[Dnsmasq-discuss] Corrupted query causing FORMERR?
Simon Kelley
simon at thekelleys.org.uk
Sun Aug 20 22:11:23 UTC 2023
On 17/08/2023 18:08, John Horne wrote:
> Hello,
>
> We have for some time had reports of intermittent DNS query failures. For the
> servers concerned, a client on the server causes a query to be sent (via
> resolv.conf) to 127.0.0.1 which is the dnsmasq process. If the query is not in
> the cache, then it is forwarded to a DNS resolver server running Unbound.
>
> I have been running a short script which runs 'dig' every 10 seconds on a name.
>
> The unbound servers shows entries such as:
>
> ============
> Aug 16 21:08:48 unbound[1837198:1] query: 10.121.16.84
> sauopprdwebsite1.blob.core.windows.net. A IN
> Aug 16 21:08:48 unbound[1837198:1] reply: 10.121.16.84 - - - FORMERR - - -
> ============
>
> The script/dig output shows
>
> ============
> ; <<>> DiG 9.11.36-RedHat-9.11.36-8.el8_8.1 <<>>
> sauopprdwebsite1.blob.core.windows.net
> ;; global options: +cmd
> ;; Got answer:
> ;; ->>HEADER<<- opcode: QUERY, status: FORMERR, id: 59752
> ;; flags: qr rd ra; QUERY: 1, ANSWER: 0, AUTHORITY: 0, ADDITIONAL: 1
>
> ;; OPT PSEUDOSECTION:
> ; EDNS: version: 0, flags:; udp: 1232
> ;; QUESTION SECTION:
> ;sauopprdwebsite1.blob.core.windows.net. IN A
>
> ;; Query time: 1 msec
> ;; SERVER: 127.0.0.1#53(127.0.0.1)
> ;; WHEN: Wed Aug 16 21:08:48 BST 2023
> ;; MSG SIZE rcvd: 67
> ============
>
>
> In running tcpdump (at a different time) showed that the query seemed to become
> corrupted. It was still seen as a DNS query, but as can be seen it contains
> part of a CNAME at the end, which in itself seems to be part of a reply to the
> query. That is, the CNAME 'blob.dub08' is actually part of a CNAME that is part
> of the reply for the DNS name 'sauopprdwebsite1.blob.core.windows.net'.
> Very odd!
>
> The tcpdump output was:
>
> ===========
> 17:30:19.344158 IP (tos 0x0, ttl 64, id 53147, offset 0, flags [DF], proto UDP
> (17), length 107)
> 10.121.16.84.38190 > 10.120.16.9.domain: [bad udp cksum 0x35b6 -> 0x96f9!]
> 32966+ [1au] A? sauopprdwebsite1.blob.core.windows.net. ar:
> sauopprdwebsite1.blob.core.windows.net.
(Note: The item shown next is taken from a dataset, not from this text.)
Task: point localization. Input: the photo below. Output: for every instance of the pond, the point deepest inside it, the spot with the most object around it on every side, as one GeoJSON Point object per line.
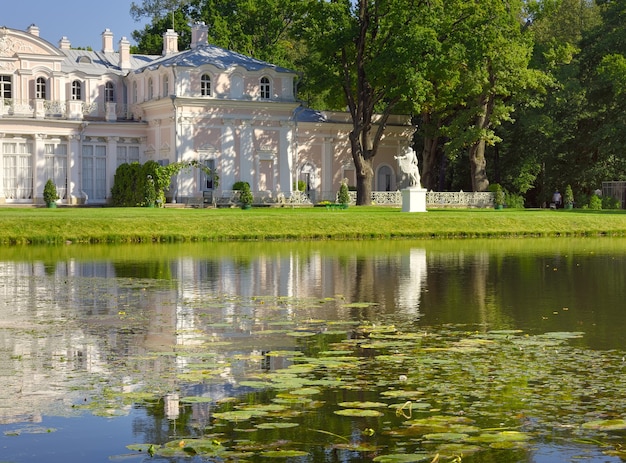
{"type": "Point", "coordinates": [385, 351]}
CNAME[|domain]
> 0x0000: 4500 006b cf9b 4000 4011 3599 0a79 1054 E..k.. at .@.5..y.T
> 0x0010: 0a78 1009 952e 0035 0057 35b6 80c6 0120 .x.....5.W5.....
> 0x0020: 0001 0000 0000 0001 1073 6175 6f70 7072 .........sauoppr
> 0x0030: 6477 6562 7369 7465 3104 626c 6f62 0463 dwebsite1.blob.c
> 0x0040: 6f72 6507 7769 6e64 6f77 7303 6e65 7400 ore.windows.net.
> 0x0050: 0001 0001 c00c 0005 0001 0000 0012 002d ...............-
> 0x0060: 0462 6c6f 620f 6475 6230 38 .blob.dub08
>
> 17:30:29.357617 IP (tos 0x0, ttl 64, id 54580, offset 0, flags [DF], proto UDP
> (17), length 107)
> 10.121.16.84.37068 > 10.120.16.9.domain: [bad udp cksum 0x35b6 -> 0xfd34!]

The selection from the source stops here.